The team seeks to archive inmate letters, conduct a survey on prison conditions and inspect the jail facilities records of private companies that provide services to the jail—including Correct Care Solutions. These demands were first made Dec. 14 with a request for response by Jan. 11, according to Williams. The group is now working on a “strong public campaign,” Williams said.

Since the group formed in Summer 2015, it has advocated against the “lock-back”—a policy implemented in March limiting the time inmates spend outside of the cell to two hours per day. The group also is concerned with the jail accepting Mexican consular IDs from visitors, access to writing materials and price-gouging at medical center and commissary, Williams added.

“The slogan that developed out of that movement was, ‘We believe prisoners,’” he said.

Increasingly strict policies

In the past year, Durham County Jail has faced criticism for what those on the jail investigation team view as overly restrictive policies, particularly regarding the inmate “lock-back.”

Beginning in March, inmates were allowed outside of the cell for two hours per day—a reduction from the prior 10 hours per day. The Office of the Sheriff attributed this change to “illegal, assaultive behavior among detainees, some of whom had known gang affiliations” in its report released to press.
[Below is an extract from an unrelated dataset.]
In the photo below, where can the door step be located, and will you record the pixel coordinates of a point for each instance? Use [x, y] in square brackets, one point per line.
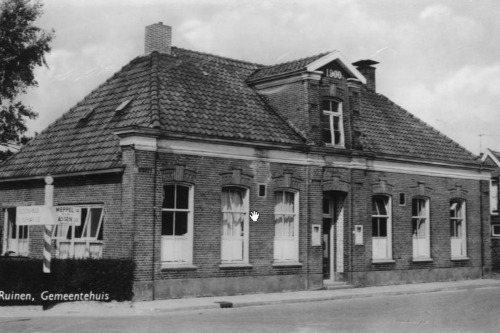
[336, 285]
The Raleigh News and Observer contrasted this change with 16 hours per day outside the cell allowed for inmates in jail in Chatham County, 19 hours in Orange County and 13 hours jail in Wake County. Chatham and Orange county jails have fewer inmates than the Durham County Jail, with a little more than 100 inmates, but Wake County has more, with a capacity of 1,580 inmates. Currently, there are more than 400 inmates in Durham County Jail. Prisoners told Time Warner Cable News in April 2015 that release times—two hours, twice a day—were random and took place “at all hours.” In August, Durham County announced an increase of time outside cells to four hours per day.

The North Carolina rules on jails and local confinement facilities states that “each inmate shall be provided opportunities for physical exercise at least three days weekly for a period of one hour each of the days.”

The National Institute of Corrections is slated to inspect the jail early this year at the request of Sheriff Michael Andrews. The Durham County Department of Public Health announced this Monday that they will conduct an independent investigation of McCain’s death, a “standard practice” according to spokesman Erik Nickens.

According to The News and Observer, a report by the N.C. Department of Health and Human Services in October found that the medical plan at Durham County Jail was “not in compliance” with state rules, and an earlier report in April found that some supervision rounds were being conducted 90 minutes apart, instead of the required twice per hour.

The current ratio of detention officer supervision to detainees is one to 64, according to the Office of the Sheriff statement.

An event hosted Saturday by the Inside-Outside Alliance to protest the deaths of both McCain and McMurray. Approximately 100 protesters marched to Durham County Jail chanting “black lives matter, blue lives murder,” according to the Durham Herald-Sun. Both McCain’s family and Young spoke at the protest.

“This is an issue that affects the entire community,” Williams said. “It’s an issue of the common good, and all of us need to be involved in ending human rights abuses in the Durham County Jail.”